手術にはさまざまな方法がありますが、濁った水晶体を取り除き、水晶体の代わりとして「眼内レンズ」を挿入するのが基本的な流れです。
手術による治療
白内障の手術には超音波手術とレーザー手術があります。それぞれの手術にどういった特徴があるのか見ていきましょう
■超音波乳化吸引術
- 角膜を切開して、水晶体の前嚢を切り取る
角膜の端をメスで約2mm切開し、超音波で水晶体の中身(核や皮質)を取り除くために水晶体の前嚢部分を切り取ります。
- 濁った水晶体の核と皮質を吸引する
水晶体の核と皮質部分を超音波で分割しながら砕き、吸引して眼内から取り出します。この時、水晶体嚢は残しておきます
- 残っている水晶体嚢の中に眼内レンズを挿入する
残された水晶体嚢の中に、人工レンズである眼内レンズを挿入します。
■レーザー白内障手術
レーザー白内障手術は光干渉断層計で読み取った情報をもとに、コンピューター制御のもとで角膜切開・前嚢切開・核分割を行います。それぞれの目の状態に合わせたより正確で目にやさしい治療ができます。
白内障の予防法
白内障の治療を行うことは大切ですが、白内障にならないために予防に努めることも大切です。
- 紫外線を避ける
白内障は加齢とともに多くの人に発症しますが、強い紫外線など外的な要因でも引き起こされます。
- バランスの良い食生活を心掛ける
バランスの良い適度な量の食事は、白内障のほか、肥満や糖尿病、ほかの病気を予防するうえでも有効です。塩分のとりすぎ、偏った食事を避け、栄養バランスのよい食事を心がけましょう。
- 適度に運動をする
糖尿病になると、若い方でも白内障を発症しやすくなります。日常生活の中で運動する習慣をつけ、生活習慣病を予防しましょう。
白内障の原因
白内障の治療を受けるにあたり、白内障の原因も知っておきましょう。白内障の種類は、発症原因によって大きく4つに分けられます。
- 加齢性白内障
加齢とともに発症する白内障です。白内障の中で最も多い種類で、個人差はありますが年を取ると誰もが発症する可能性があります。
- 先天性白内障
先天性白内障は、出生時または出生後に、先天素因、胎内感染などさまざまな原因によって、水晶体が濁ってしまいます。
- 若年性白内障
目をぶつけたなどの外傷、ぶどう膜炎などの目の疾患、アトピー性皮膚炎、糖尿病の合併症など、さまざまな原因によって10~30代に発症する白内障です。
- その他の白内障
ステロイドを含む薬剤の長期間にわたる使用などでも、白内障を発症することがあります。
白内障の症状
白内障の代表的な症状を知り、早期発見に役立てましょう。
- 目がかすむ
目がかすんで見えにくい、霧がかかったように見えるなどは白内障の代表的な症状です。
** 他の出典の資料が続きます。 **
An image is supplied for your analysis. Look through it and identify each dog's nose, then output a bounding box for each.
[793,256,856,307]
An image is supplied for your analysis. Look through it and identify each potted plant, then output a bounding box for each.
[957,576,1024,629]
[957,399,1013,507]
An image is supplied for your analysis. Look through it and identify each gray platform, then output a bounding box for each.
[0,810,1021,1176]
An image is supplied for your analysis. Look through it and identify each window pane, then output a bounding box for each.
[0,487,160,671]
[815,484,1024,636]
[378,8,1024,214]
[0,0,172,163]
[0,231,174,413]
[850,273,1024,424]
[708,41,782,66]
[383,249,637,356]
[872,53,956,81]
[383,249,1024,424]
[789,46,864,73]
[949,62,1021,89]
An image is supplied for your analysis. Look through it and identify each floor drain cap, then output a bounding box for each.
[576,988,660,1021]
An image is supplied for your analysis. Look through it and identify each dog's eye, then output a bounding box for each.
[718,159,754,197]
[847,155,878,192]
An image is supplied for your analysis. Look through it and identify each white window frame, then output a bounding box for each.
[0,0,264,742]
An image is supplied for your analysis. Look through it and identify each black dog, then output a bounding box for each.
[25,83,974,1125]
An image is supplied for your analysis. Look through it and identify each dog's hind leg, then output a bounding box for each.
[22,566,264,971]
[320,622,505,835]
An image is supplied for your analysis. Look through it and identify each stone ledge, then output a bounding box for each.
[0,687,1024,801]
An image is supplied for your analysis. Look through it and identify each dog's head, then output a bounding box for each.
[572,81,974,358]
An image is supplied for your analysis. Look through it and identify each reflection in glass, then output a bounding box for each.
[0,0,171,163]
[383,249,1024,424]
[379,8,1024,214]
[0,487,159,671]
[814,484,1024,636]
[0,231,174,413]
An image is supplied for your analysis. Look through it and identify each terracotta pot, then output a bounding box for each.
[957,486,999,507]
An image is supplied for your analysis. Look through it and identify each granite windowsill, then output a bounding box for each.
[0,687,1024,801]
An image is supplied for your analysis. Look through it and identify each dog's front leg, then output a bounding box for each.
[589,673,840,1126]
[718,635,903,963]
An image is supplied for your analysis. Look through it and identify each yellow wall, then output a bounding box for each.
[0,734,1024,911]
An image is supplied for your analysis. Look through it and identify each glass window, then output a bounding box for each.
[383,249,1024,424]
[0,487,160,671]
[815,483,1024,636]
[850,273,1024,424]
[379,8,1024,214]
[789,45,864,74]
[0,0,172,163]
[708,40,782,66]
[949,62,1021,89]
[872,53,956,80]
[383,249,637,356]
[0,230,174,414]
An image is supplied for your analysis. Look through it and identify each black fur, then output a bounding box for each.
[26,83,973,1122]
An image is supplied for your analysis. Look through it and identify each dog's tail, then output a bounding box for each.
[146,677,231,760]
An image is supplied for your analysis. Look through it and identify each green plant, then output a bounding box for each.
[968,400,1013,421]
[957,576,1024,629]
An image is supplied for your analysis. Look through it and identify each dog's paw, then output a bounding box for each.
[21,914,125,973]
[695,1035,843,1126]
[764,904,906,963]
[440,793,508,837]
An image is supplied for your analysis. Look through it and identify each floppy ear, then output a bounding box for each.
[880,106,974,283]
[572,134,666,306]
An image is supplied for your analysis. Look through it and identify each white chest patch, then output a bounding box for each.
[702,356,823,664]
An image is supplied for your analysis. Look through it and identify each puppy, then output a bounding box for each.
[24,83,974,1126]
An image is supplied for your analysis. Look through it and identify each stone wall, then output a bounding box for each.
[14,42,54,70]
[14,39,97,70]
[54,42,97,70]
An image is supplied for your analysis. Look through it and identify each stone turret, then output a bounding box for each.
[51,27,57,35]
水晶体の皮質部分が濁ることで見られるようになります。
- 視力の低下
白内障は進行が遅く、進行するまで自覚症状がないことも多いですが、初期から視力の低下が認められることもあります。
- 光をまぶしく感じる
水晶体内が白濁すると、晴れの日などに光をまぶしく感じる症状が見られます。
- ものが二重に見える
ものが二重、三重に見えるのは核白内障にみられる症状です。核白内障とは、水晶体の中央にある核部分から濁ってくる種類の白内障で、片目で見たときにものが重なって見えるようになります。
- 眼鏡の度が合わなくなる
白内障になると視力が低下します。以前に比べ視力が低下したと感じる場合は眼科を受診しましょう。
- 目が疲れやすい
水晶体が濁ることでまぶしく感じたり、ものが二重に見えたり、視力が低下すると目への負担は大きくなります。目が疲れやすいと感じることが多くなることは、白内障のサインかもしれません。
治療方法と原因症状を理解して白内障の知識を深めよう
白内障は早期に発見した場合や、病状が進行し日常生活に支障が見られる場合など、症状や病状によって行う治療が異なり、外科手術が必要になることもあります。
目の手術と聞くと恐ろしいイメージがあるかもしれませんが、手術自体は10~20分ほどで終わり、ほとんどの場合では日帰りも可能です。白内障の症状に心当たりがある場合は、なるべく早く眼科を受診しましょう。